And such is the effect of a suggestion given under certain circumstances by a man of authority, that Priam Farll went straight along Victoria Street and at Sowter's famous one-price hat-shop did in fact buy himself a new hat. He then hailed a taximeter from the stand opposite the Army and Navy Stores, and curtly gave the address of the Grand Babylon Hotel. And when the cab was fairly at speed, and not before, he abandoned himself to a fit of candid, unrestrained cursing. He cursed largely and variously and shamelessly both in English and in French. And he did not cease cursing. It was a reaction which I do not care to characterize; but I will not conceal that it occurred. The fit spent itself before he reached the hotel, for most of Parliament Street was blocked for the spectacular purposes of his funeral, and his driver had to seek devious ways. The cursing over, he began to smooth his plumes in detail. At the hotel, out of sheer nervousness, he gave the cabman half-a-crown, which was preposterous.

Another cab drove up nearly at the exact instant of his arrival. And, as a capping to the day, Mrs. Alice Challice stepped out of it.


[CHAPTER V]

Alice on Hotels

She was wearing the same red roses.

"Oh!" she said, very quickly, pouring out the words generously from the inexhaustible mine of her good heart. "I'm so sorry I missed you Saturday night. I can't tell you how sorry I am. Of course it was all my fault. I oughtn't to have got into the lift without you. I ought to have waited. When I was in the lift I wanted to get out, but the lift-man was too quick for me. And then on the platforms--well, there was such a crowd it was useless! I knew it was useless.
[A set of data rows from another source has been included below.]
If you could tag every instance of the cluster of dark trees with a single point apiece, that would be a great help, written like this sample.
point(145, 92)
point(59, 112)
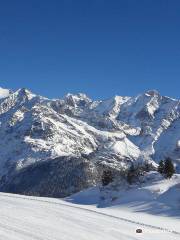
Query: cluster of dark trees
point(166, 168)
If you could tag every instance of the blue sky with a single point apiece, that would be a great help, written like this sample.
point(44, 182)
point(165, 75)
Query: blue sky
point(99, 47)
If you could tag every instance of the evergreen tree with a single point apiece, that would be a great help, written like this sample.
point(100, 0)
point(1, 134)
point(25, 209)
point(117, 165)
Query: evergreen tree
point(161, 167)
point(131, 174)
point(107, 177)
point(169, 169)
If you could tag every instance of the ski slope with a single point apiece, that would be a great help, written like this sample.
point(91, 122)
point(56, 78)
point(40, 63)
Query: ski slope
point(25, 218)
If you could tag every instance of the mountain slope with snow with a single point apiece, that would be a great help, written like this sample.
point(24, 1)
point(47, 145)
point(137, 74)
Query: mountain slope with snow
point(78, 131)
point(30, 218)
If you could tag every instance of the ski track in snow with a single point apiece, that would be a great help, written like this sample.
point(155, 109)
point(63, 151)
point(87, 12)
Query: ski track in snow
point(26, 233)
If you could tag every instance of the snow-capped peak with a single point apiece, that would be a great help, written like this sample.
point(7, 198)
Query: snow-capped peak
point(4, 92)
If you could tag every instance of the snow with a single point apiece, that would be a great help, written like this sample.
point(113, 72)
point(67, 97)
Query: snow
point(33, 218)
point(4, 93)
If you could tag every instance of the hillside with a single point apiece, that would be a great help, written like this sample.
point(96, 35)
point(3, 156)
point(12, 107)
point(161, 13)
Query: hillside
point(56, 147)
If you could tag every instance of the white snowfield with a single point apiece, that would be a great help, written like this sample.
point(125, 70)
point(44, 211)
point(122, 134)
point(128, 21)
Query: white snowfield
point(25, 218)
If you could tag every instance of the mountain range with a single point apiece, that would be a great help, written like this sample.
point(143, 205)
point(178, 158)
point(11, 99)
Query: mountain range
point(56, 147)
And you not having my address either! I wondered whatever you would think of me."

"My dear lady!" he protested. "I can assure you I blamed only myself. My hat blew off, and----"

"Did it now!" she took him up breathlessly. "Well, all I want you to understand really is that I'm not one of those silly sort of women that go losing themselves. No. Such a thing's never happened to me before, and I shall take good care----"

She glanced round. He had paid both the cabmen, who were departing, and he and Mrs. Alice Challice stood under the immense glass portico of the Grand Babylon, exposed to the raking stare of two commissionaires.